France has witnessed a wave of terrorist incidents in recent days. In Lyons hours after the Nice attack, police arrested a man on an intelligence watch list who was allegedly carrying a knife. In Jeddah a Saudi man was held after attacking a guard at the French consulate.

In the Paris suburbs this month Samuel Paty, a school teacher, was decapitated by an 18-year-old Chechen-born migrant for displaying caricatures of the Prophet in a class about free speech. In September a 25-year-old terrorist knifed two people outside the former premises of Charlie Hebdo in Paris after the trial opened of alleged accomplices in the 2015 murders. Both terrorists were shot dead by police.

President Macron, at the site of the attack in Nice, voiced support for the French Catholic Church, which has been the target of terrorist attacks and plots in recent years, including the beheading of a priest in Normandy in July 2016. France “will not give up its values and . . . we must give no grounds to division,” he said. The president said he would double to 7,000 the number of security forces personnel who were deployed to protect French churches.

Jean Castex, the prime minister, told the Senate: “With the attack against Samuel Paty, freedom of speech was targeted. With this attack in Nice, it is freedom of religion.”

World leaders condemned the attack and voiced support for France.

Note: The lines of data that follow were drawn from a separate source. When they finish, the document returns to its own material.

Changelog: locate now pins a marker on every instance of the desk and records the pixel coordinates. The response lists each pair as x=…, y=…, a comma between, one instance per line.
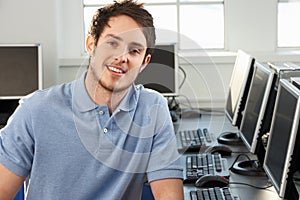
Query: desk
x=216, y=124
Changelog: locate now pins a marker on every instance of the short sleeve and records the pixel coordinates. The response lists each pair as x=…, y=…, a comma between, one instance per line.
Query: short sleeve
x=17, y=143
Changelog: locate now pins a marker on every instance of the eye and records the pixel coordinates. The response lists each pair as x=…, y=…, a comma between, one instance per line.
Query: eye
x=135, y=51
x=112, y=43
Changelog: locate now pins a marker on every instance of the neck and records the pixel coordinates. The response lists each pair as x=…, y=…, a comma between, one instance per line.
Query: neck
x=103, y=96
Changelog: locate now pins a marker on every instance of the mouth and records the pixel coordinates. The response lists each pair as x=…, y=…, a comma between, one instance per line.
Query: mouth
x=115, y=70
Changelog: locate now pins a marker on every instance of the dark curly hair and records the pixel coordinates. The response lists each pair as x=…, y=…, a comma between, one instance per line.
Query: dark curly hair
x=125, y=7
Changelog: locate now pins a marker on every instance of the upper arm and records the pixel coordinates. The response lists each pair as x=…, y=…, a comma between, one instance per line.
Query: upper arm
x=167, y=189
x=10, y=183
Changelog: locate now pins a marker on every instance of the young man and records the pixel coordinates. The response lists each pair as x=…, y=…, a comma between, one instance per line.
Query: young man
x=100, y=136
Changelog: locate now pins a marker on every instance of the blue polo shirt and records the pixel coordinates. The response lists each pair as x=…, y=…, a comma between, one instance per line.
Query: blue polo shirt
x=72, y=148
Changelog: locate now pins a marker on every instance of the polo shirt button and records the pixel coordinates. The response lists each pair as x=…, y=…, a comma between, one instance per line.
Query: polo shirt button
x=105, y=130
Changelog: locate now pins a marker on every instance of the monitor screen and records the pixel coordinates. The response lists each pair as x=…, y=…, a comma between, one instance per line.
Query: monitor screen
x=282, y=135
x=20, y=68
x=259, y=92
x=238, y=91
x=161, y=72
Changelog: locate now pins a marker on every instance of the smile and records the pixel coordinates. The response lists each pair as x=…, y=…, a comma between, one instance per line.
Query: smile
x=114, y=69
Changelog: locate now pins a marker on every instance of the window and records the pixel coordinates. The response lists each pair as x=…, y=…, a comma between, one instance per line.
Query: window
x=287, y=28
x=193, y=24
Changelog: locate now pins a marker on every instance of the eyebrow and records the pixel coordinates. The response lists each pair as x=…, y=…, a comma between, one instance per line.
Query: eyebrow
x=121, y=39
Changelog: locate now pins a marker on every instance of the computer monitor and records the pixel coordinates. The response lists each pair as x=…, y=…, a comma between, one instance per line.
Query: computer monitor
x=283, y=151
x=20, y=70
x=256, y=118
x=161, y=72
x=237, y=95
x=238, y=87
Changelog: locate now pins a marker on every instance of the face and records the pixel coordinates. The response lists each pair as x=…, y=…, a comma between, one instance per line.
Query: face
x=118, y=57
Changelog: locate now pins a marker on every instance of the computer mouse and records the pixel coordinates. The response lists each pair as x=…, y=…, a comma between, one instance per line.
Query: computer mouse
x=221, y=149
x=210, y=180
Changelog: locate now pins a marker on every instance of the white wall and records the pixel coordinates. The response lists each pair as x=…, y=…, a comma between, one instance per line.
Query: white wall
x=32, y=21
x=58, y=26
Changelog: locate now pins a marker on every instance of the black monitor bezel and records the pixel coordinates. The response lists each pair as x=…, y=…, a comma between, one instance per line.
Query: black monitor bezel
x=39, y=68
x=268, y=87
x=175, y=69
x=282, y=186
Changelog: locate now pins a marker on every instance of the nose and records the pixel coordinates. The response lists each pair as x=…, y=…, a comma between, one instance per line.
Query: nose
x=123, y=57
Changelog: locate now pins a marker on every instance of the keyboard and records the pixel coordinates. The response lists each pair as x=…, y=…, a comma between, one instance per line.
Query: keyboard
x=193, y=140
x=201, y=164
x=215, y=193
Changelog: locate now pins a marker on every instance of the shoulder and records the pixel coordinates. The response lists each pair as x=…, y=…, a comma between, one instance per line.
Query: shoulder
x=51, y=95
x=150, y=95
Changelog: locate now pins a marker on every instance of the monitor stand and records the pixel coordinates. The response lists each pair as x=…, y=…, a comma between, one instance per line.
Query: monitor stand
x=249, y=168
x=230, y=138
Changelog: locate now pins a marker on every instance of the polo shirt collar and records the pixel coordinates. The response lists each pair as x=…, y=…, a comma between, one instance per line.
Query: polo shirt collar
x=81, y=98
x=130, y=100
x=83, y=102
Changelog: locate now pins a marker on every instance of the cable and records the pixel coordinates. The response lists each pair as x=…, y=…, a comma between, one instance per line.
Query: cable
x=184, y=77
x=236, y=159
x=247, y=184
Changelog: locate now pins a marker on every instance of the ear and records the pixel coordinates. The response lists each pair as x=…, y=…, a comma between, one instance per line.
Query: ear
x=146, y=61
x=90, y=44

Condemnation also came from Turkey despite a torrent of insults from President Erdogan this week against Mr Macron for his supposed promotion of caricatures of Muhammad and a crackdown on fundamentalist Muslim mosques and networks after the Samuel Paty killing.

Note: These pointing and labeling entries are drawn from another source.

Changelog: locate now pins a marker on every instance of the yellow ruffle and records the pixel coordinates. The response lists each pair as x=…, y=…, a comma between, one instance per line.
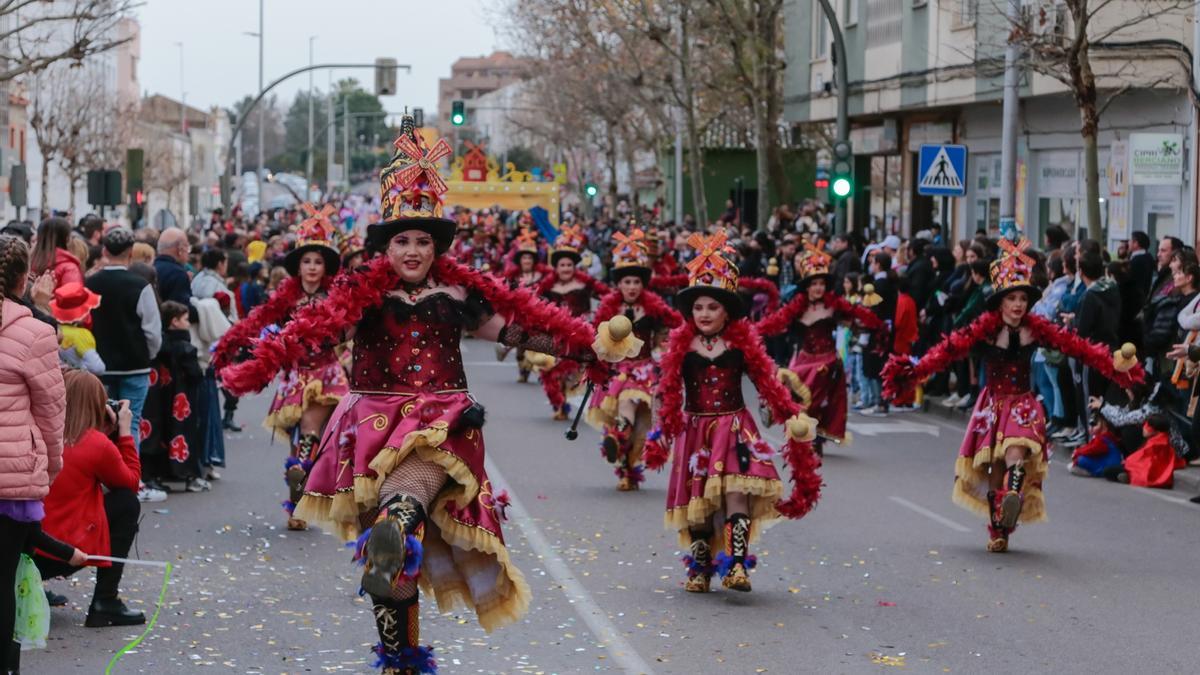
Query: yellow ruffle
x=762, y=494
x=971, y=481
x=282, y=420
x=477, y=548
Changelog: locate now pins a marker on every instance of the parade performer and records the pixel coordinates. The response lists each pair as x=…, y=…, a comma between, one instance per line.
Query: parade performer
x=623, y=410
x=1003, y=458
x=403, y=453
x=816, y=375
x=571, y=290
x=721, y=463
x=522, y=270
x=310, y=388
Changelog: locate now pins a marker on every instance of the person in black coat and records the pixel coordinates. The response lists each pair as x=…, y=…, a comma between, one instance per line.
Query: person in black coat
x=1141, y=263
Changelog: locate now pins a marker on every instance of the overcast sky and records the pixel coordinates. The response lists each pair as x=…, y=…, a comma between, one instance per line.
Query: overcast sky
x=221, y=64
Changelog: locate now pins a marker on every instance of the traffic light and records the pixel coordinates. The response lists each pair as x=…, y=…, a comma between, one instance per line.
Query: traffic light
x=843, y=169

The French Council of the Muslim Faith, which this week distanced itself from Mr Macron’s insistence on the right to religious mockery condemned the Nice attack and called on French Muslims to refrain from festivities this week marking the birth of Muhammad “as a sign of mourning and in solidarity with the victims and their loved ones”.

The Nice attack triggered an outcry from far-right and conservative politicians who said that despite an offensive against political Islam that Mr Macron launched a month ago, the president had still not realised the enormity of the threat the country faced.

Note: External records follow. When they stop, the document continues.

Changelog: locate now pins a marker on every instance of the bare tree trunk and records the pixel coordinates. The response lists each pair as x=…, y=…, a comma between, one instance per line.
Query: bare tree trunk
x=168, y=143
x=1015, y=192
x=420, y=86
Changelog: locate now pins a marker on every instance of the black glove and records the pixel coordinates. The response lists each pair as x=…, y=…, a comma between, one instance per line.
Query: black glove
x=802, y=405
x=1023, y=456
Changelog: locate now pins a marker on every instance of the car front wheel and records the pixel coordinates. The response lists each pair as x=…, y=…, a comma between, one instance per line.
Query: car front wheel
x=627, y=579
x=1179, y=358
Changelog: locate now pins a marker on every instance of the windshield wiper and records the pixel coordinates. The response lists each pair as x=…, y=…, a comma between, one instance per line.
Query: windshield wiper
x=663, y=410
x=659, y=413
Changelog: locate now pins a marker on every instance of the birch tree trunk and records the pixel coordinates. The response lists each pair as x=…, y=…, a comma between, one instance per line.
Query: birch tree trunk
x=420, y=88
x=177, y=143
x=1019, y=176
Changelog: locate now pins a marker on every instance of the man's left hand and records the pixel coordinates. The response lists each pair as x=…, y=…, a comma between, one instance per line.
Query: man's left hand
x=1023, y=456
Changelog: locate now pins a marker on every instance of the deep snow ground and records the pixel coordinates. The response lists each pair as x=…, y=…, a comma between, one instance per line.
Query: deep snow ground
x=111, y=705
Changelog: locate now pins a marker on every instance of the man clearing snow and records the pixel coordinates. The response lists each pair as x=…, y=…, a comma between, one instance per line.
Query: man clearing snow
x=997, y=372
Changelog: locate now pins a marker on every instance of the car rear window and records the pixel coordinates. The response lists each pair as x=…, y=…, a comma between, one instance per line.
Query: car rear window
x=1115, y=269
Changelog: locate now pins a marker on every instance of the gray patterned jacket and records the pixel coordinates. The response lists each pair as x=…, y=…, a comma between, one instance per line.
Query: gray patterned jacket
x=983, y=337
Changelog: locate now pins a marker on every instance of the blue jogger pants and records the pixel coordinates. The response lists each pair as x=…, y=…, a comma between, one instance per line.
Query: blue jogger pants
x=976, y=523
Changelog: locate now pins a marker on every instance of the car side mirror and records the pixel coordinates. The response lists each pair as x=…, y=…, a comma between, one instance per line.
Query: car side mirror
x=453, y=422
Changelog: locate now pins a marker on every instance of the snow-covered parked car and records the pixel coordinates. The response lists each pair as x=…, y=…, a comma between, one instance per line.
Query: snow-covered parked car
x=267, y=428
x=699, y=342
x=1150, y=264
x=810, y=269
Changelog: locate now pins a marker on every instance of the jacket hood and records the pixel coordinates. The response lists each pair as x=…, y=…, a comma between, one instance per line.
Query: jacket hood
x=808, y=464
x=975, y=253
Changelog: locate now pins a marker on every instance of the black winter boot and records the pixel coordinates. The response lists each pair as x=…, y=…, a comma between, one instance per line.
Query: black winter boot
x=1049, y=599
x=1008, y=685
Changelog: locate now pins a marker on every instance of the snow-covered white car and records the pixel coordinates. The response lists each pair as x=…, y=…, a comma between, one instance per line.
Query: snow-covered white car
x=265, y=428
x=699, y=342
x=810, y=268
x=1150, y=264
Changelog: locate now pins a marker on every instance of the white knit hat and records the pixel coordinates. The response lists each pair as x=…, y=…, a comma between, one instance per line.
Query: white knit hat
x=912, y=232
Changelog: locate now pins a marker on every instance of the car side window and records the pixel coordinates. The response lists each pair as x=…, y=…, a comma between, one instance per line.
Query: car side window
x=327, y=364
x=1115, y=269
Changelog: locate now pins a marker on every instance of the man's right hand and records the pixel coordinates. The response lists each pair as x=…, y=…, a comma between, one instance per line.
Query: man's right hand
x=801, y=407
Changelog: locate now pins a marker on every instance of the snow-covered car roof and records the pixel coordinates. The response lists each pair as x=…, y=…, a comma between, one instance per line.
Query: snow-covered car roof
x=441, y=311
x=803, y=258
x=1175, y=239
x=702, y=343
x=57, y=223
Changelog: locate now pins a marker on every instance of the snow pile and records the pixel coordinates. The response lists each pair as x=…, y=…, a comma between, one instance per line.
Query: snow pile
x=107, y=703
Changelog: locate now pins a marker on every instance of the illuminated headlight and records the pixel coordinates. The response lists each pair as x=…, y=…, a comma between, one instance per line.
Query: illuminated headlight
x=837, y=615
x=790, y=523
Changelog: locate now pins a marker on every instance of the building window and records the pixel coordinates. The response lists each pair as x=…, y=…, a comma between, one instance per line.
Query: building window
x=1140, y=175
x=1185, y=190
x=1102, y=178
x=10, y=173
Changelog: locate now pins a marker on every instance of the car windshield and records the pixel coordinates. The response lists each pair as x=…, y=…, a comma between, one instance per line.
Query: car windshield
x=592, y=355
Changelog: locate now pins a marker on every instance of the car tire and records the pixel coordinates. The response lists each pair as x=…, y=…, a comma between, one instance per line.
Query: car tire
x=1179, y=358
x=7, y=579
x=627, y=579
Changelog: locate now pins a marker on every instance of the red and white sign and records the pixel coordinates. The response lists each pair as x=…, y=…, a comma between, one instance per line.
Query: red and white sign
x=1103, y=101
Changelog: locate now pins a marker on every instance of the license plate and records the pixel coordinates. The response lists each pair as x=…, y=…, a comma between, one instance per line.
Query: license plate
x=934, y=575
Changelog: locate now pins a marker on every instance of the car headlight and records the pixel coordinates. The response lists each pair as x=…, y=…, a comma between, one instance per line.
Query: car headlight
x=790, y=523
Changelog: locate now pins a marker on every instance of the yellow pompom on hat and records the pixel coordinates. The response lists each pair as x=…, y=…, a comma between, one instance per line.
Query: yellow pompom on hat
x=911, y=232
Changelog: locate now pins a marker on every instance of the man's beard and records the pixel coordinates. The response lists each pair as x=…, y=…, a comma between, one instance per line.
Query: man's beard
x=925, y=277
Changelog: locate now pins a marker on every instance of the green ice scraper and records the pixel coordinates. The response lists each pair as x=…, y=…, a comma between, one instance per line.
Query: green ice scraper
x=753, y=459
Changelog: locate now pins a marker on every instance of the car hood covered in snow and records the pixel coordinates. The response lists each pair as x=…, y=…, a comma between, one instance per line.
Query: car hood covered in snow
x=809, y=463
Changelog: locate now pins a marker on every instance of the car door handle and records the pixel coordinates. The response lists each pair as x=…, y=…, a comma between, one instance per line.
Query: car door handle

“The government has still not understood the threat,” Marine Le Pen, the leader of the far-right National Rally and runner-up to Mr Macron in the presidential election in 2017, said.

With his new campaign against Islamist “separatism”, launched before the teacher’s killing, Mr Macron switched to a harder line towards the radical French-born and immigrant Muslims he says have rejected France and seek to destroy the nation from within.

The latest terrorist outrages have led him to toughen his language against “political Islam”. No terrorists would deter France from its tradition of allowing religion to be mocked in the name of freedom of expression and caricatures of religious figures to be shown by teachers in schools, he said.

Aides to Mr Macron said his stance in defence of French values was sometimes misunderstood by neighbouring states and was being wilfully misinterpreted by Mr Erdogan and other Muslim leaders for their own political end.

France’s national police chief had already ordered increased security at churches and mosques this week, but no police appeared to be guarding the Nice church when it was attacked, and there were no visible security forces at multiple prominent religious sites in Paris yesterday (Thursday).

The Nice attacker was believed to be acting alone, and police are not searching for other assailants, two police officials, who spoke on condition of anonymity, said.